During restoration, these malicious object names trigger code execution on both the client system running psql and potentially achieve SQL injection as a superuser on the target database server. This vulnerability represents a regression of security controls, as CVE-2012-0868 had previously addressed similar attack patterns before version 11.20 reintroduced the weakness.
This flaw affects multiple PostgreSQL utilities, including pg_dumpall, pg_restore, and pg_upgrade, expanding the potential attack surface across various database maintenance operations. Noah Misch, a PostgreSQL contributor, identified and reported this vulnerability.
Information Disclosure via Optimizer Statistics
CVE-2025-8713 addresses a more subtle but significant information disclosure vulnerability affecting PostgreSQL’s optimizer statistics functionality. With a CVSS score of 3.1, this vulnerability allows users to access sampled data within views, partitions, or child tables that should be restricted by access control lists (ACLs) or row security policies.

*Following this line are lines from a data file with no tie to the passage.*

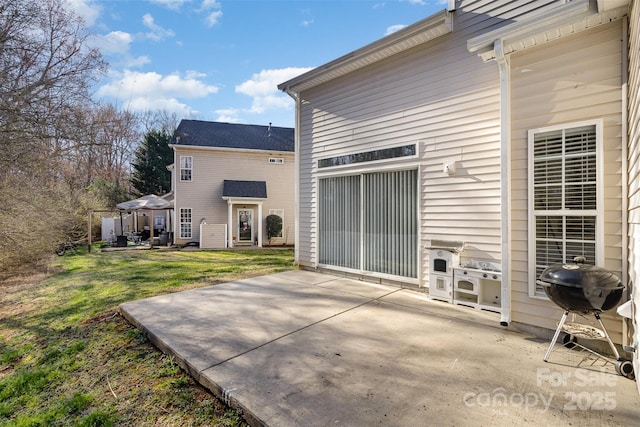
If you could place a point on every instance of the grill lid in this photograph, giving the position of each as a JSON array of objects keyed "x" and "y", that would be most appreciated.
[{"x": 579, "y": 275}]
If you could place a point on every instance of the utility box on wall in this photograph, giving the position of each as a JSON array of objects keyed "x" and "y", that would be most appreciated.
[{"x": 213, "y": 236}]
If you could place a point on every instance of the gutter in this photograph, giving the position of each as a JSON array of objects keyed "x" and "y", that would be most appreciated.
[
  {"x": 505, "y": 180},
  {"x": 296, "y": 169}
]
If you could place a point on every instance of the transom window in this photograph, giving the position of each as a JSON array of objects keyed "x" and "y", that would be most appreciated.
[
  {"x": 186, "y": 168},
  {"x": 369, "y": 156},
  {"x": 563, "y": 197}
]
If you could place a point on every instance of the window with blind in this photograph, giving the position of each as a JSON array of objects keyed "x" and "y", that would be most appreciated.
[
  {"x": 563, "y": 197},
  {"x": 185, "y": 223},
  {"x": 369, "y": 222}
]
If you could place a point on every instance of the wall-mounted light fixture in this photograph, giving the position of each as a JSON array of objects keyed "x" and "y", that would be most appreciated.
[{"x": 449, "y": 168}]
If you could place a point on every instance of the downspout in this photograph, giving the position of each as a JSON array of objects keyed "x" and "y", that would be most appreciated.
[
  {"x": 296, "y": 177},
  {"x": 505, "y": 181},
  {"x": 625, "y": 171}
]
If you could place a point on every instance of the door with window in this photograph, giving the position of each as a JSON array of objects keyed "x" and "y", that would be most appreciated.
[
  {"x": 369, "y": 222},
  {"x": 245, "y": 225}
]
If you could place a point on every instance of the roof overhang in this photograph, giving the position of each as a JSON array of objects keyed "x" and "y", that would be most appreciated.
[
  {"x": 561, "y": 21},
  {"x": 416, "y": 34},
  {"x": 244, "y": 190},
  {"x": 231, "y": 149}
]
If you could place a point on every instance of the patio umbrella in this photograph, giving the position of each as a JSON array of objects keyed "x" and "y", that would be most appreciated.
[{"x": 145, "y": 202}]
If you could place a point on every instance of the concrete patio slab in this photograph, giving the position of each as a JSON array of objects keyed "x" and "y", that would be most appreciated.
[{"x": 302, "y": 348}]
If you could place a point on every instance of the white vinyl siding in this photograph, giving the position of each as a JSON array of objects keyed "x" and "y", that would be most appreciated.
[
  {"x": 563, "y": 197},
  {"x": 634, "y": 172},
  {"x": 369, "y": 222},
  {"x": 186, "y": 168},
  {"x": 437, "y": 95},
  {"x": 186, "y": 222},
  {"x": 204, "y": 194},
  {"x": 570, "y": 81},
  {"x": 339, "y": 221}
]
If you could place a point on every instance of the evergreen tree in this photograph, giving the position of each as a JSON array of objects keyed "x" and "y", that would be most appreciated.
[{"x": 150, "y": 174}]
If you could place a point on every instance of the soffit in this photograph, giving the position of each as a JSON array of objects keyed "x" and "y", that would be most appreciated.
[
  {"x": 421, "y": 32},
  {"x": 570, "y": 18}
]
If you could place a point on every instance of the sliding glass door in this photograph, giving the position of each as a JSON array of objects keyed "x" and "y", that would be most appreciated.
[{"x": 369, "y": 222}]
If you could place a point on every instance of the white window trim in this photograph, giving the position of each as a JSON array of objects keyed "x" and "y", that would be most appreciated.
[
  {"x": 361, "y": 170},
  {"x": 180, "y": 223},
  {"x": 599, "y": 124},
  {"x": 280, "y": 213},
  {"x": 181, "y": 169}
]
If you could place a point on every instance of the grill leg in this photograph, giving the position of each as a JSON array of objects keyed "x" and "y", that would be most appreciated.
[
  {"x": 556, "y": 335},
  {"x": 606, "y": 334}
]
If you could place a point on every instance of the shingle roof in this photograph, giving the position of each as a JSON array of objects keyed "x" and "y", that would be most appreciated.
[
  {"x": 253, "y": 189},
  {"x": 232, "y": 135}
]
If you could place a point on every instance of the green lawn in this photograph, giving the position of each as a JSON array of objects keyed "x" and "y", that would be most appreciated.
[{"x": 67, "y": 357}]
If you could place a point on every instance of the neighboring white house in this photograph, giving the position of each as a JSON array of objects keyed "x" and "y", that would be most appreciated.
[
  {"x": 511, "y": 126},
  {"x": 227, "y": 178}
]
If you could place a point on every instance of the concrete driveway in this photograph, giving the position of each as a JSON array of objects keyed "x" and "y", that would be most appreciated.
[{"x": 306, "y": 349}]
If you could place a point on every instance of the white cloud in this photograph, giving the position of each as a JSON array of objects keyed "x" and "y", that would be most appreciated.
[
  {"x": 393, "y": 28},
  {"x": 87, "y": 9},
  {"x": 210, "y": 4},
  {"x": 116, "y": 42},
  {"x": 263, "y": 88},
  {"x": 157, "y": 33},
  {"x": 140, "y": 91},
  {"x": 212, "y": 9},
  {"x": 213, "y": 18},
  {"x": 170, "y": 4},
  {"x": 116, "y": 45}
]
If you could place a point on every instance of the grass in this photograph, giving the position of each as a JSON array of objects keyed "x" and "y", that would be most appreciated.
[{"x": 67, "y": 357}]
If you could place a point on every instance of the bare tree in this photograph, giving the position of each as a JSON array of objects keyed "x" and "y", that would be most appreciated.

Summary of Vulnerabilities:
| CVE | Title | CVSS v3.1 Score | Severity |
|—————|————————————————————–|—————–|———-|
| CVE-2025-8714 | pg_dump lets superuser execute arbitrary code in psql client | 8.8 | High |
| CVE-2025-8715 | pg_dump newline in object name executes arbitrary code | 8.8 | High |
| CVE-2025-8713 | Optimizer statistics expose sampled data in restricted views | 3.1 | Low |
Immediate Remediation Steps
To mitigate these vulnerabilities, organizations should upgrade to the fixed PostgreSQL versions: 17.6, 16.10, 15.14, 14.19, or 13.22, released on August 14, 2025.
Additionally, implementing strict access controls for database administration tools, validating dumps from untrusted sources, and applying the principle of least privilege during restoration operations are essential measures to enhance security.